DHEA又は16α-BrEAによる気道平滑筋の成長阻害にリボース糖のヘキソース一りん酸経路生成の遮断がかかわっているかどうか調べるために、細胞の成長を24時間0.5%FBS（24穴のプレートで、ウェル当たり15,000個の細胞）中で同時に行い、次にDHEA又は16α-BrEAと200μMのリボヌクレオシド（アデノシン、グアノシン、サイチジン、及びサイミジン）又はデオキシリボヌクレオシド（デオキシアデノシン、デオキシグアノシン、デオキシサイチジン、及びサイミジン）の存在下又は非存在下でDMEMと10%FBSで培養した。リボヌクレオシド又はデオキシリボヌクレオシドは、0.5mlの1NのHClに溶解し、DMEMに添加した。培地のpHは、1NのNaOHを滴定して7.1に調節し、次に培地を0.2μMのフィルターを通して滅菌した。成長は24、48と96時間後にMTTの還元により測定した。

16α-ブロモエピアンドロステロンがメバロン酸合成を妨害して細胞の増殖を抑えたかどうか調べるために、細胞をFBSで刺激し、16α-BrEAの存在又は非存在下で成長培地に6mMのDL-メバロン酸ラクトンを加えるか加えずに成長させた。

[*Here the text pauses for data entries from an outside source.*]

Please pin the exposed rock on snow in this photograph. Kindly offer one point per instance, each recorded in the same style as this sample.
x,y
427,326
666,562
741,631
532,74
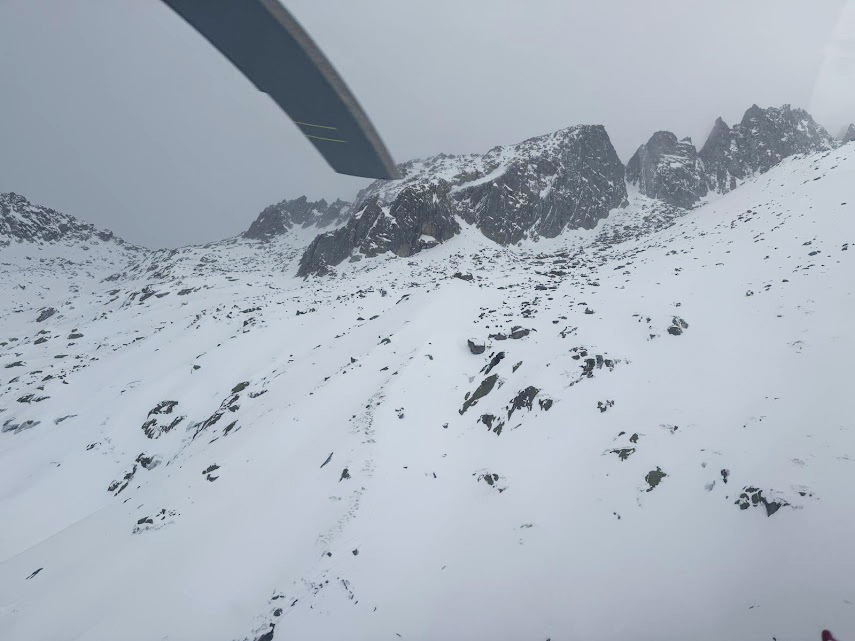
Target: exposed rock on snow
x,y
760,141
285,215
669,170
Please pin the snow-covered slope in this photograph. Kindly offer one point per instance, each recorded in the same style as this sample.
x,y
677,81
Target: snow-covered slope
x,y
655,443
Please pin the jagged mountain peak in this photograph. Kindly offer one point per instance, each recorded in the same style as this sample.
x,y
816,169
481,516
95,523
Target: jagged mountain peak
x,y
668,169
281,217
569,179
763,138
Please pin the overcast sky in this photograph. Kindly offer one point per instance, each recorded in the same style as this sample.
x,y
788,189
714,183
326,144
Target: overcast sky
x,y
117,112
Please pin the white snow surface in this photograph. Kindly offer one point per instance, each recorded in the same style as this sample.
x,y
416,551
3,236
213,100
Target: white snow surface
x,y
571,538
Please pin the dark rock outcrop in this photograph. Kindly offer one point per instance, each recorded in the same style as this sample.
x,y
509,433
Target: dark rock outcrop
x,y
569,179
758,143
285,215
421,216
669,170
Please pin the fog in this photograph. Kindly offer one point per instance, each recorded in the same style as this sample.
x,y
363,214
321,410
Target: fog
x,y
122,115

36時間後、成長をMTTの還元で測定した。Rasのイソプレニル化と膜局在が損なわれているかどうかを評価するために、75cm2のぺトリ皿のコンフルエント細胞の成長を、24時間0.5%のFBSとDMEM中で16α-BrEA又はDMSO賦形剤を添加するか添加せずに阻止した。ペトリ皿の幾つかを30分間 DMEM中10%FBSで刺激した。細胞を溶解し、膜を分離し、DHEAと16α-BrEAによる処理がp21rasを使い尽くしたかどうか調べるために免疫ブロット法を下記のように行った。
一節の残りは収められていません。